Question

Find the sum of the series
$\frac{1}{2} + \frac{2}{4} + \frac{3}{8} + ...$
Numerator is AP but denominator is GP how can I solve it?​

Answer 1

Solution :-

The given series is an example of A.G.P which is a combination of both arithmetic as well as geometric sequence.

Let's assume the given series be equal to S,

$\leadsto \displaystyle \sf S = \frac{1}{2} + \frac{2}{ {2}^{2} } + \frac{3}{ {2}^{3} } + ... \bigg \{ equation \: 1 \bigg\}$

Multiply both sides with 1/2

$\leadsto \displaystyle \sf \dfrac{S}2 = \frac{1}{ {2}^{2} } + \frac{2}{ {2}^{3} } + \frac{3}{ {2}^{4} } ... \bigg \{ equation \: 2\bigg\}$

Now subtracting equation 2 from equation 1

${\leadsto \displaystyle \sf S \left( 1 - \frac{1}{2} \right) = \frac{1}{2} + \frac{1}{ {2}^{2} } + \frac{1}{ {2}^{3} } + ... }$

$\leadsto \displaystyle \sf S \left( \frac{1}{2} \right) = \frac{1}{2} + \frac{1}{ {2}^{2} } + \frac{1}{ {2}^{3} } + ...$

Now, this is forming an infinite GP with first term 1/2 and common ratio 1/2. Therefore we can apply formula for sum of infinite GP.
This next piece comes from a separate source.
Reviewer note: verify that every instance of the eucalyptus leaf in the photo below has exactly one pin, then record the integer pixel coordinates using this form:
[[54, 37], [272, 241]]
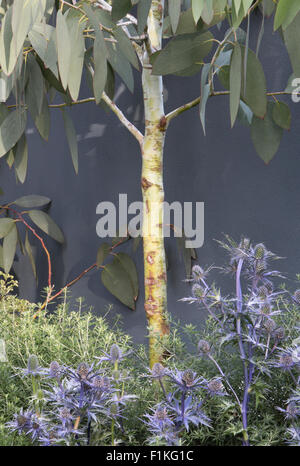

Sum of infinite GP with first term a and common ratio r is given by,

$\pink{ \boxed {\displaystyle \sf{ S_ \infty = \frac{a}{1 - r} }}}$

By using this, we get :

$\leadsto \displaystyle \sf S \left( \frac{1}{2} \right) = \dfrac{ \frac{1}{2} }{1 - \frac{1}{2} }$

$\leadsto\displaystyle \sf S \left( \frac{1}{2} \right) = \dfrac{ \frac{1}{2} }{ \frac{1}{2} }$

$\leadsto \displaystyle \sf S \left( \frac{1}{2} \right) = 1$

Now multiplying both sides with 2, we get :

$\underline{ \boxed{ \displaystyle \sf S = 2}}$

Therefore the sum of given series is 2.